Contaminants from 1 to 40 microns in size are common in full-flow filtered lubricants and coolants. Larger contaminants nest into areas around bearings, rings, pumps, etc. and damage component surfaces. Smaller contaminants, that cannot be removed by full-flow filters, cause wear by a process called silting.
For many years, partial-flow filtration has been used to supplement full-flow filters to remove larger quantities of contaminants and to control silting. Sometimes called a kidney loop, these filters are designed to filter a small stream of fluid; returning the filtered fluid to the sump of the system. These filters typically hold particles from 1 to 10 microns. Smaller quantities of flow allow the filters to remove slighter particles without affecting the normal functions of the system.
We did not invent partial-flow filtration, but we are proud to be working with the best as a certified Harvard Corporation distributor.
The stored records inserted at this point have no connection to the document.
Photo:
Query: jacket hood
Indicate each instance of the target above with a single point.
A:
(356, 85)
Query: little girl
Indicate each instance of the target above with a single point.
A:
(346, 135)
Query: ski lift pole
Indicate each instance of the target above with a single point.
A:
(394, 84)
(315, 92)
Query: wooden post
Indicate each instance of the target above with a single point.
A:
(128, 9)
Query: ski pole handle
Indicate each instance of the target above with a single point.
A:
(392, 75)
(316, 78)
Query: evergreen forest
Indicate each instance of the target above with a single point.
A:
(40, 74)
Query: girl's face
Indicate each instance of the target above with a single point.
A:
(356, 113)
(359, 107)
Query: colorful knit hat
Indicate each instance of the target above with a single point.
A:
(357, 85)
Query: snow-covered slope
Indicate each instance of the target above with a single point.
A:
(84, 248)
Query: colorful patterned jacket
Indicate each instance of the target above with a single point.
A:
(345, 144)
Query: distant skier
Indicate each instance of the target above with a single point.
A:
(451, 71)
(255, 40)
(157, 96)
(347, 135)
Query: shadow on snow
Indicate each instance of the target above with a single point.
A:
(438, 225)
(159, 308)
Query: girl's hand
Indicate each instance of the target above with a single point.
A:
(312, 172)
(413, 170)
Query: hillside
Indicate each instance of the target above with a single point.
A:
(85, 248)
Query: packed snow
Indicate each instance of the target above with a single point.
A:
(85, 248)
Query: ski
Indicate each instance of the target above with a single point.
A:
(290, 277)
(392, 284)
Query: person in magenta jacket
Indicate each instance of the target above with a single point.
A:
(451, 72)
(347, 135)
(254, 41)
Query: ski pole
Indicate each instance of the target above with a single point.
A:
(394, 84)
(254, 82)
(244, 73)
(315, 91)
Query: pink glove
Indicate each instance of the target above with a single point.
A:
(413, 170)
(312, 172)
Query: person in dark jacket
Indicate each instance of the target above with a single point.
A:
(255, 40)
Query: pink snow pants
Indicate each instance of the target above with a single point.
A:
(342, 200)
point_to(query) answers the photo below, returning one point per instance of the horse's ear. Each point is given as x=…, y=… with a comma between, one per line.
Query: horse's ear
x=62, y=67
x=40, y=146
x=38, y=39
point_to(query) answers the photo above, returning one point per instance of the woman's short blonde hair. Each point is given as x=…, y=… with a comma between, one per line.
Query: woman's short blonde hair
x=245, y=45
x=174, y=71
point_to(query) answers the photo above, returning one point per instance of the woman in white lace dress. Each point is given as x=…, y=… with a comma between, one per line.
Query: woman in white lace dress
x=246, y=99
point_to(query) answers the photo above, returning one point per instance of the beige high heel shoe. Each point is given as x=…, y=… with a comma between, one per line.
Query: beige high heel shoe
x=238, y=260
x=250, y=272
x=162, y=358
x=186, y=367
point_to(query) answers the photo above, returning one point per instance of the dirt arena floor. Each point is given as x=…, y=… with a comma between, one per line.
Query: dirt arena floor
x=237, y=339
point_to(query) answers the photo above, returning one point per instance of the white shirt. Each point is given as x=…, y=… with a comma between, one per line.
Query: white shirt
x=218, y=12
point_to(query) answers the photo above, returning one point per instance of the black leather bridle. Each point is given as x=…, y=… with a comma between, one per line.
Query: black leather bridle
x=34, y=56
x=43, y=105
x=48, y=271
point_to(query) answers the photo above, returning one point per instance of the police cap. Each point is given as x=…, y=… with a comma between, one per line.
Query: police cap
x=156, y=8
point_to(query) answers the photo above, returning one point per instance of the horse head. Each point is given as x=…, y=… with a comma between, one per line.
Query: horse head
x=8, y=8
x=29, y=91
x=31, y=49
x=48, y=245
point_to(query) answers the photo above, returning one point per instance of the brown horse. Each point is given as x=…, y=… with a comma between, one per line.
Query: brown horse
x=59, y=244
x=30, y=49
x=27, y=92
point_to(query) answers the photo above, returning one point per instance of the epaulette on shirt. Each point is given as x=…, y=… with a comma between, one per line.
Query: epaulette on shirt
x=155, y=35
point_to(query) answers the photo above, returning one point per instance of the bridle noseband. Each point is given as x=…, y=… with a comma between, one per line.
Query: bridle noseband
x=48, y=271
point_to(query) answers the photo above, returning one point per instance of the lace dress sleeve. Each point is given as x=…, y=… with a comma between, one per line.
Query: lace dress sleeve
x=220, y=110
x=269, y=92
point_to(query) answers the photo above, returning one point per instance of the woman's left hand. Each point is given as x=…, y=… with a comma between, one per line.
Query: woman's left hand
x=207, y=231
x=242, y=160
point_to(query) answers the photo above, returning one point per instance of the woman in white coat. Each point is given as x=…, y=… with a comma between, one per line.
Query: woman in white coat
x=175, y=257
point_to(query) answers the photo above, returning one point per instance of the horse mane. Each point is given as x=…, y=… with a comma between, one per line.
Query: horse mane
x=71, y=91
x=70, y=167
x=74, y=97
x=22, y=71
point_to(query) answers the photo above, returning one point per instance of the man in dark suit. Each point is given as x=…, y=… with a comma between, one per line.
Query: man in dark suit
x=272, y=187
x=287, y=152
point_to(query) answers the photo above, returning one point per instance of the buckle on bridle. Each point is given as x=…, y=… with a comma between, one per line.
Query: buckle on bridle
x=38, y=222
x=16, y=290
Harvard's patented, nonchanneling seals improve partial-flow filtration by forcing oil through a tightly wound fiber-filter media, allowing for optimal levels of depth filtration.
Depth filters work by both direct interception of particles and absorption (molecular attraction of particles). These filters use several types of media to achieve the goal of holding particles. The fluid must take a longer path through the filter before exiting. Normally, these filters have large holding capacities and initially have a higher resistance to flow.
Independent studies conducted by the Center for Hazardous Materials Research at the University of Pittsburgh demonstrated the effectiveness of our nonchanneling, partial-flow filter. The filter removes virtually all remaining 1 to 40 micron contaminants while also removing the vast majority of silting particles. In addition, the filter absorbs water, antifreeze and other extraneous particles.